Dir. King Hu Chin-chuan; Pro. Run Run Shaw; Scr. King Hu Chin-chuan, Yi Cheung; Action Dir. Han Ying-chieh, Poon Yiu-kwan; Cast Cheng Pei-pei, Yueh Hua, Chen Hung-lieh, Yeung Chi-hing, Lee Wan-chung, Simon Yuen Siu-tien, Yam Ho, Han Ying-chieh.
91 min.
Seminal wuxia film, slicker than your average and bubbling with a colourful elan, although contrary to popular belief this is not quite the best martial arts film ever made. To western eyes, the stalwart knight lady at the heart of the film appears more radical now than it did back in 1960s Hong Kong, a place already familiar with strong female protagonists from traditional Peking Opera stories to wuxia novels and movies. Cheng Pei-pei, aged 19, commands the role of the lethal Golden Swallow with enough intensity to put an absent Bruce Lee in his place.

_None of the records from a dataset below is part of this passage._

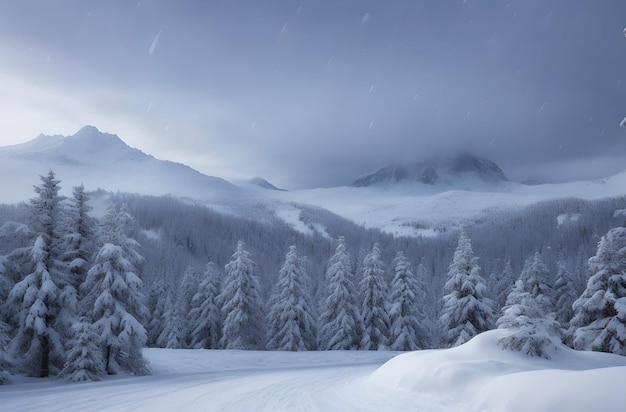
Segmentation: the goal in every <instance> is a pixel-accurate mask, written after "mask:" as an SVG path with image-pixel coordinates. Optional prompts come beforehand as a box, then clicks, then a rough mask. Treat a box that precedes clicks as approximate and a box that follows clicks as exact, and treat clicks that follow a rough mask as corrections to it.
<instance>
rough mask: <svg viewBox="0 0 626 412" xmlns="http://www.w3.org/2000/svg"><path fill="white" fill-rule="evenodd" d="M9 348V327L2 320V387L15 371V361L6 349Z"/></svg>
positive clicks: (1, 380)
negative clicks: (14, 364) (11, 372)
mask: <svg viewBox="0 0 626 412" xmlns="http://www.w3.org/2000/svg"><path fill="white" fill-rule="evenodd" d="M8 347H9V325H7V324H6V323H4V322H2V321H1V320H0V385H3V384H5V383H8V382H9V374H10V373H11V372H12V370H13V360H12V359H11V358H10V357H9V354H8V353H7V351H6V348H8Z"/></svg>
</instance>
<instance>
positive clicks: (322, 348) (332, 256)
mask: <svg viewBox="0 0 626 412" xmlns="http://www.w3.org/2000/svg"><path fill="white" fill-rule="evenodd" d="M352 277H353V275H352V269H351V264H350V256H349V255H348V252H347V251H346V244H345V239H344V238H343V236H342V237H340V238H339V244H338V245H337V248H336V250H335V253H334V254H333V256H331V258H330V259H329V262H328V269H327V270H326V282H327V285H326V299H325V301H324V304H323V308H322V313H321V316H320V335H319V348H320V349H322V350H342V349H343V350H345V349H358V347H359V343H360V340H361V339H360V328H361V319H360V316H359V310H358V306H357V304H356V302H355V297H356V288H355V286H354V283H353V280H352Z"/></svg>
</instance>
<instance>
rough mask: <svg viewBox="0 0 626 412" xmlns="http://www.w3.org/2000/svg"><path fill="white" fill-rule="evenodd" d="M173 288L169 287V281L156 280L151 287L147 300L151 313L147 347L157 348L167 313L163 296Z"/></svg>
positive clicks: (148, 333) (157, 279) (146, 301)
mask: <svg viewBox="0 0 626 412" xmlns="http://www.w3.org/2000/svg"><path fill="white" fill-rule="evenodd" d="M172 287H173V286H169V287H168V285H167V281H166V280H165V279H154V280H153V281H152V284H150V286H149V292H148V297H147V298H146V305H147V309H148V313H150V320H149V321H148V324H147V328H146V329H147V331H146V332H147V340H146V345H148V346H151V347H156V346H157V344H156V340H157V338H158V337H159V335H160V334H161V332H163V328H164V326H165V325H163V316H164V315H163V313H164V311H165V307H164V305H163V304H162V299H163V296H165V293H166V292H167V290H169V289H170V288H172Z"/></svg>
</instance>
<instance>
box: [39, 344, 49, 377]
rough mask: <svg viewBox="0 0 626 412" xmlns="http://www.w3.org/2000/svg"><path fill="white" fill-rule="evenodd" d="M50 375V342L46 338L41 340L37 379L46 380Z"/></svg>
mask: <svg viewBox="0 0 626 412" xmlns="http://www.w3.org/2000/svg"><path fill="white" fill-rule="evenodd" d="M49 375H50V342H49V341H48V337H47V336H43V337H42V338H41V367H40V368H39V377H40V378H47V377H48V376H49Z"/></svg>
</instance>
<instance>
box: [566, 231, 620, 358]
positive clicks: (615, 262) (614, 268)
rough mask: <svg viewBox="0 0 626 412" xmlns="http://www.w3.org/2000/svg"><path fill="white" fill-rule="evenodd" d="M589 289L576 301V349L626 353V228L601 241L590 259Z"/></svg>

Widely regarded as director Hu’s greatest collaboration with Shaw Brothers (and his bloodiest), his excellence in staging and photography outshine most of the action scenes which clash and fumble into one another with all the fluidity of a car crash. The story is equally incoherent. Ching rebels kidnap a Chinese official in return for their leader’s freedom, only to face the gender-bending Swallow in their wake. But lots of fun is had, particularly via the loveable Yueh Hua who plays the Drunken Cat, an Opera trained upstart who steals Pei-pei’s thunder with the mastery of a powerful hand technique which allows him to eject dry ice into the faces of his opponents.